Ex-Google Ventures exec reveals the one work habit you have to kill

Experts

What is the best behaviour for dealing with messages?
Getting lost in your inbox can be a form of procrastination away from ‘real’ work. | Image source: Getty Images

Email is the Achilles heel of my productivity. While I have mastered not succumbing to social media distractions or getting sucked in by instant message pings, I do still manage to get lost in my inbox and use it as a semi-regular form of procrastination away from my ‘real’ work.

Despite spending so much time in my inbox and attempting to be an inbox-zero person (or at least inbox 10), I find this hard to achieve. There is so much procrastination joy to be had from mindlessly roaming around in there while achieving very little (although I do manage to also feel guilty just thinking about my bad email habits). Which is probably why I felt very excited hearing about John Zeratsky’s approach to being more purposeful with his inbox.

Zeratsky used to work at Google Ventures and lead the creation of Design Sprints with Jake Knapp. Zeratsky thinks a lot about how he uses his time and, like me, he finds the temptation of his inbox hard to resist.

“I don’t check email on my phone, but I do spend most of my day at a computer, which means temptation and access to email are always at hand,” he explains. To help mitigate the temptation, he batch processes his email. He does two quick reviews in the morning and a longer session in the afternoon. He even schedules time for it in his calendar.

Research by Kostadin Kushlev and Elizabeth Dunn from the University of British Columbia found that people who checked their email three times per day were significantly less stressed than those who constantly dip in and out. So in addition to working more productively, Zeratsky is doing wonders for his wellbeing with his email batching behaviour.

Outside of scheduling time for email, Zeratsky landed on a strategy that helped him be much more focused with the time he did spend in his inbox. And this is where I got really excited.

“I assign a purpose to each email session. The first is a strategy I call ‘fishing bear’. During my morning email checks, I imagine myself as a fishing bear – standing on the bank of a river, reaching into the water to pluck out a tasty salmon here and there. I look for important and time-sensitive emails. If a message requires a quick reply, I write one.
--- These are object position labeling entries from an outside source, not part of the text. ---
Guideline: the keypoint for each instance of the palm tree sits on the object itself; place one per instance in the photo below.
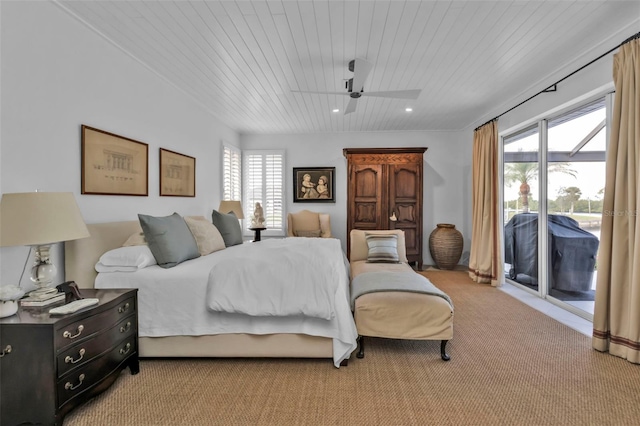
(527, 172)
(571, 194)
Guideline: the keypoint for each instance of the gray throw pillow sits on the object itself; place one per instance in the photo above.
(382, 248)
(228, 226)
(169, 239)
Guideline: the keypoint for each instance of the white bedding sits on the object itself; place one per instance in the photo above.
(296, 276)
(171, 302)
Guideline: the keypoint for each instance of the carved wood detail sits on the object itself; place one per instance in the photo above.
(385, 182)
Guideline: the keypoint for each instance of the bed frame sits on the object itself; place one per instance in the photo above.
(81, 257)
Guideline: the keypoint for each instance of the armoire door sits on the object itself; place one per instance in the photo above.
(366, 189)
(405, 201)
(385, 192)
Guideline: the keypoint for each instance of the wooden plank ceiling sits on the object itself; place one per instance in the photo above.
(472, 59)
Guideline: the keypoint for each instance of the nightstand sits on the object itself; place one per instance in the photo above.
(51, 364)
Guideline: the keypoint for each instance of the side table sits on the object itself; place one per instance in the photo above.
(257, 233)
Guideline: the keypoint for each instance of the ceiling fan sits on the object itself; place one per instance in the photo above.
(355, 86)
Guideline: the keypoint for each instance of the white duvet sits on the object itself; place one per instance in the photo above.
(172, 302)
(296, 276)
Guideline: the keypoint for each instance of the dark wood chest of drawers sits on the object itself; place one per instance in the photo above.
(51, 364)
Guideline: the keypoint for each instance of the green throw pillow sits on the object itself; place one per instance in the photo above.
(169, 239)
(228, 226)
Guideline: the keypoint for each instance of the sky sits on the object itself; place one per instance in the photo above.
(590, 177)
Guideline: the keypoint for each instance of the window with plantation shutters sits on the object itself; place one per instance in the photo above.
(264, 184)
(231, 173)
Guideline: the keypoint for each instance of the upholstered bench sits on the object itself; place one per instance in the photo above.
(390, 300)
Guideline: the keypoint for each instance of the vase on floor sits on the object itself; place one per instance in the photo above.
(445, 245)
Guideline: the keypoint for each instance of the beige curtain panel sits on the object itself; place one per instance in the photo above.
(616, 319)
(485, 259)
If it represents a chunk of work that needs to get done, I do it right away or put it on my calendar.”

During his fishing bear sessions, Zeratsky avoids trying to clear his inbox. This requires a different mindset. Which is where his afternoon sessions come in.

“In the afternoon, my energy is lower, my creativity is zapped, and it’s a great time for what I call ‘munching cow’. Like an energy- efficient cow chewing on grass, I methodically work my way through my inbox. Starting at the bottom, I read each message and reply, archive, or pull it out of my inbox.”

After being in munching cow mode, Zeratsky will conclude his afternoon session with a short burst of fishing bear to deal with anything time-dependent or important that arrived during the afternoon. He also doesn’t aim for inbox zero every day. Instead, he prefers to do a full clean-up once every week or two. The final part to Zeratsky’s strategy involves recognising when an email isn’t an email – when it’s actually a task that is cleverly disguised as an email (I like to imagine an email wearing a sneaky little ninja mask). And this requires a different mindset.

“Sometimes I find myself with an important email stuck at the bottom of my inbox. Because it’s important, I want to write a thoughtful response. But that takes time and focus, and my email sessions aren’t optimised for that kind of deep work. The perverse result is that the most important stuff in my inbox is the least likely to get a proper and timely response.”

For Zeratskty, examples of these types of emails include providing feedback on a video, reviewing a legal agreement, creating a proposal for a new client. Basically anything that requires a decent chunk of time and headspace.

To overcome this problem, he takes these emails out of his inbox and schedules them in his diary so that the task actually gets done. And importantly, he allocates time for getting it done when he is in the headspace for deeper thinking work.


Dr Amantha Imber is the author of Time Wise (of which this piece is an edited extract), the founder of behavioural science consultancy Inventium and the host of How I Work, a podcast about the habits and rituals of the world’s most successful people.